Die kollabierende libanesische Wirtschaft hat mehr als eine halbe Million Kinder in Beirut in einen Kampf ums Überleben gestürzt – dies zeigt eine neue Analyse von Save the Children. Ihre Familien können sich die zum Überleben notwendigen Grundnahrungsmittel, Elektrizität, Brennstoff zum Kochen, Hygiene und Wasser nicht leisten.
Im Grossraum Beirut haben 910.000 Menschen, darunter 564.000 Kinder, nicht genug Geld, um das Nötigste zu kaufen, einschliesslich ausreichender Nahrungsmittel.
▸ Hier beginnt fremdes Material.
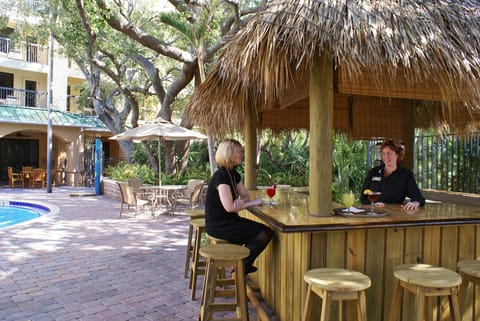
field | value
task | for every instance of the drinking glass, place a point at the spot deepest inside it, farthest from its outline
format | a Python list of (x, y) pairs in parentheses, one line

Unsere Kollegen vor Ort sagen, diese Zahlen seien wahrscheinlich nur die Spitze des Eisbergs, da die Familien im ganzen Libanon mit den explodierenden Preisen für Lebensmittel, Miete und andere Notwendigkeiten zu kämpfen haben.
Diese Krise trifft alle - libanesische Familien, palästinensische und syrische Flüchtlinge - gleichermassen. Noch vor Ende des Jahres werden voraussichtlich Kinder an Hunger sterben.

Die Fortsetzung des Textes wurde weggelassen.